Birdstriking ~ Holey Brain | Album Review

The story goes that He Fan and Wang Xinjiu were out watching their favourite band Carsick Cars play a venue in Beijing when they met.

They soon decided, by soon we mean that night, that they could probably match their heroes in terms of musical talent. They banded together to form their own band in 2009, which would later become Birdstriking.

Two years later and they were signed to the same label as Carsick Cars. Their first record at Maybe Mars was controversial in its own rite, due to the fact that the album was banned in China.

Certain lyrics in the song Monkey Snake raised the ire of government censors. The band toured around The UK with Brian Jonestown Massacre, collecting new fans, while their old fans were forced to find the songs on the other side of The Great Chinese Firewall.

Interestingly, all of those songs on that self~titled first effort are in English, while on their follow~up, Holey Brain, they seem to have lumped just a pair of English songs into the mix.

That makes for highly interesting listening. Without understanding what they say, the music sets the tone for them.

They have been pinned down as propigators of Noise Rock and Psyche Rock, and there are certainly shades of either movement in their music, but the end product ultimately sounds altogether classic and middle of the road.

They have made an album that is catchy and easy on the ear. Their use of three guitars allows for much experimentation, and many lines of rhythm and melody above the vocals.

The rhythm guitar can sound an awful lot like weather at times, like the foundation of a particular atmosphere. They sometimes remind one of Bloc Party around the time of Weekend in the City.

Those sorts of soaring, uplifting melodies infuse the listener with an unshakable joy. Thats why they sound like they might be more crossover hit than sullen geniuses.

The best comparison I can make for the Beijing based band is with fellow big city rockers, Parquet Courts.

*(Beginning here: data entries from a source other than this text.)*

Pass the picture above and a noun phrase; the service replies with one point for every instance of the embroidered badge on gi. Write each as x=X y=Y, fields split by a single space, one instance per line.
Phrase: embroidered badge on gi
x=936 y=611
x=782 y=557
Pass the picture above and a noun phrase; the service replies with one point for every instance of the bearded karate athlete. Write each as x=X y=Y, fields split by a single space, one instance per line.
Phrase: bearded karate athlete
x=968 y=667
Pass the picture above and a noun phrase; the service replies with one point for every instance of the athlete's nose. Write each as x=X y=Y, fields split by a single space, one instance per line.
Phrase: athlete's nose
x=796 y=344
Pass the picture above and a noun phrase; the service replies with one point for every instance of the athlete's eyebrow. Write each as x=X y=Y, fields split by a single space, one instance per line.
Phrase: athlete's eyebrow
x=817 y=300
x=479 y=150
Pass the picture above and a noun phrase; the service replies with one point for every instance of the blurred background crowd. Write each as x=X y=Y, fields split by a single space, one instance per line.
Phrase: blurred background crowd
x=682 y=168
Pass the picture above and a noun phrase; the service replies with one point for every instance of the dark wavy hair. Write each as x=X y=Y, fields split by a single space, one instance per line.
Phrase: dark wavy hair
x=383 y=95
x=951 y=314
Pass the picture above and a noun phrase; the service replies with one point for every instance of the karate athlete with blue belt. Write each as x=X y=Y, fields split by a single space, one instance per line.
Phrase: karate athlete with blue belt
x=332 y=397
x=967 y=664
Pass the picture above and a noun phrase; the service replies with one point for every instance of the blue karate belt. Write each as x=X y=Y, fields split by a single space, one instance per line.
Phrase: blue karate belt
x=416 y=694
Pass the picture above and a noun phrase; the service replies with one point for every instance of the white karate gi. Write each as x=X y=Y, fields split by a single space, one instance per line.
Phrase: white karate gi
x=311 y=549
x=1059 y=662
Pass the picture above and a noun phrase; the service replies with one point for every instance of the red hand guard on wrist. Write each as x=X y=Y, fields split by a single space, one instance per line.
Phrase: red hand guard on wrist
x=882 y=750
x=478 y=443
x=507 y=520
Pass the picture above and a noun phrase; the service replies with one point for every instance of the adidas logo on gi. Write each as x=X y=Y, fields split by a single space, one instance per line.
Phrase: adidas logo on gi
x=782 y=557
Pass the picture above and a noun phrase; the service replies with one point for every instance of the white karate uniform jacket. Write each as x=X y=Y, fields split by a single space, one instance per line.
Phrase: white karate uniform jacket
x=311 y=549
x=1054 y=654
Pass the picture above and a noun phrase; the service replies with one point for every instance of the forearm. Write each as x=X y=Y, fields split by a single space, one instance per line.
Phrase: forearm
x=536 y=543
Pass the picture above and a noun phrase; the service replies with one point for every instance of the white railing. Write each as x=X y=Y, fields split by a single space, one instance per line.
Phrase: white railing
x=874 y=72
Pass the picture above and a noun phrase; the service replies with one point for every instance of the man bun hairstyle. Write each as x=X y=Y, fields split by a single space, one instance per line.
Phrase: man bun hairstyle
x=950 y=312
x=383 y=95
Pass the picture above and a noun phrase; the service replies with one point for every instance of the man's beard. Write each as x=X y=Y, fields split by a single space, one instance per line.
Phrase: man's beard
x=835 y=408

The Courts are a band who deviate wildly from the curremt effect heavy music landscape. Their slacker rock is effected by guitars and drums and bass, the good old-fashioned way.

It seems like Birdstriking also prefer the use of pedals to the use of synthesizers, and all the better.

The end product of three years work is an album that has 1. gotten past the censors, 2. filled this reviewers day with joy and 3. marks itself as a statement by Chinese musicians.